Neste pensamento o que se deve observar é que Paulo não está
considerando o estado civil, conquanto faça isto em outros textos; a questão
aqui é que ele tenha fidelidade e compromisso moral a uma única mulher, a sua
esposa, para que seja irrepreensível e apto para ser líder na igreja. Nenhuma
outra mulher pode chamar a sua atenção. Ele tem um pensamento e um sentimento
exclusivo para a sua esposa.
A dedicação exclusiva à esposa (e ao marido) pode ser notada
também em 1 Corintíos 7.2 onde Paulo diz:
Agora, em relação aos assuntos sobre os quais escrevestes, é bom que o
homem se a abstenha de relações sexuais com qualquer mulher. Porém, por causa
da imoralidade, cada homem tenha sua própria esposa, e cada mulher, seu próprio
marido. O marido deve cumprir seus deveres conjugais para com sua esposa, e, da
mesma forma, a esposa para com o seu marido (versão king James).
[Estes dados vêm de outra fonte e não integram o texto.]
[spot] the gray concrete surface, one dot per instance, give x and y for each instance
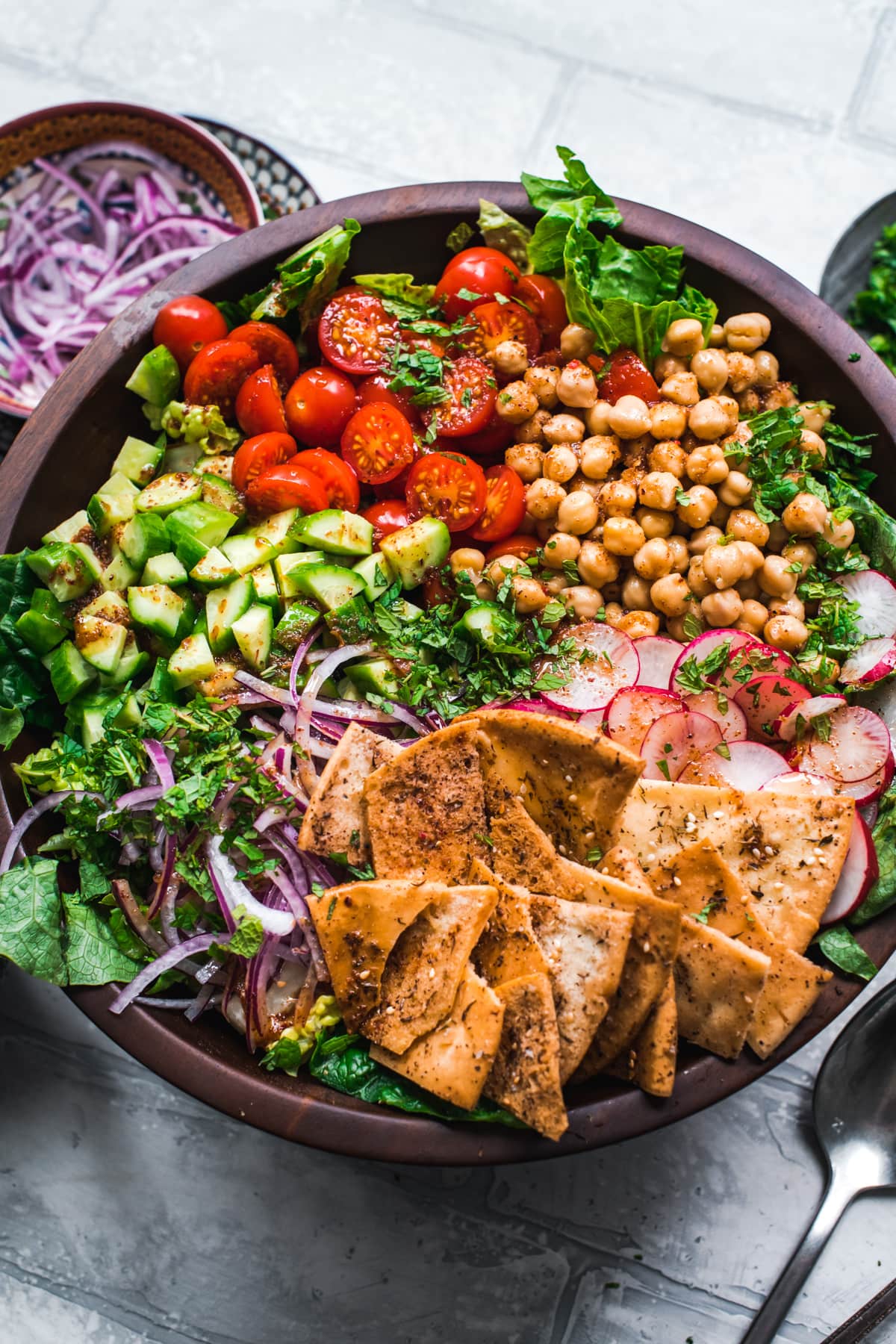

O mesmo sentido têm as palavras de Gordon:
A preocupação de que os líderes da igreja vivam vida matrimonial
exemplar parece ajustar-se melhor ao contexto dada a aparente desvalorização do
casamento e da família apregoada pelos falsos mestres (1 Tm 4.3).
Conclusão
Parece não ser possível uma interpretação única do texto conquanto, em
linhas gerais e observando o conjunto de outros textos possamos afirmar que:
Não é necessário que um homem seja casado e tenha filhos para exercer o
pastorado, presbiterado e diaconato da igreja, no entanto, ao se casar, ele
deve ter apenas uma mulher e ser fiel a ela.
Se ficar viúvo ele terá a oportunidade de se casar novamente e continuar
no ministério. Se ele, sendo líder, se divorciar, sendo ele o causador do
divórcio, não estará mais apto para a liderança da igreja, visto que não seria
mais irrepreensível. A ressalva, neste caso, é que há suficientes bases
bíblicas para que uma pessoa arrependida, restaurada em sua comunhão com Deus,
em circunstâncias especiais, voltar a exercer a liderança da igreja. Mesmo com esta compreensão é prudente ponderar
muito e não impor precipitadamente as mãos, observando o que nos ensina Paulo
em 1 Timóteio 5.22. Como bem nos orienta Kostenberger ao refletir sobre esta
questão: O ideal é a igreja não nomear
divorciados para os cargos de pastor, presbítero ou diácono, especialmente
quando há candidatos qualificados disponíveis que não passaram por um divórcio[1]
Caso ele se divorcie, sendo inocente, isto é, que tenha sido alvo de
abandono ou de relação sexual ilícita da esposa, deverá ser avaliado pela
liderança de sua igreja ou denominação para buscar nele a irrepreensibilidade
para a continuidade ou não do seu ministério.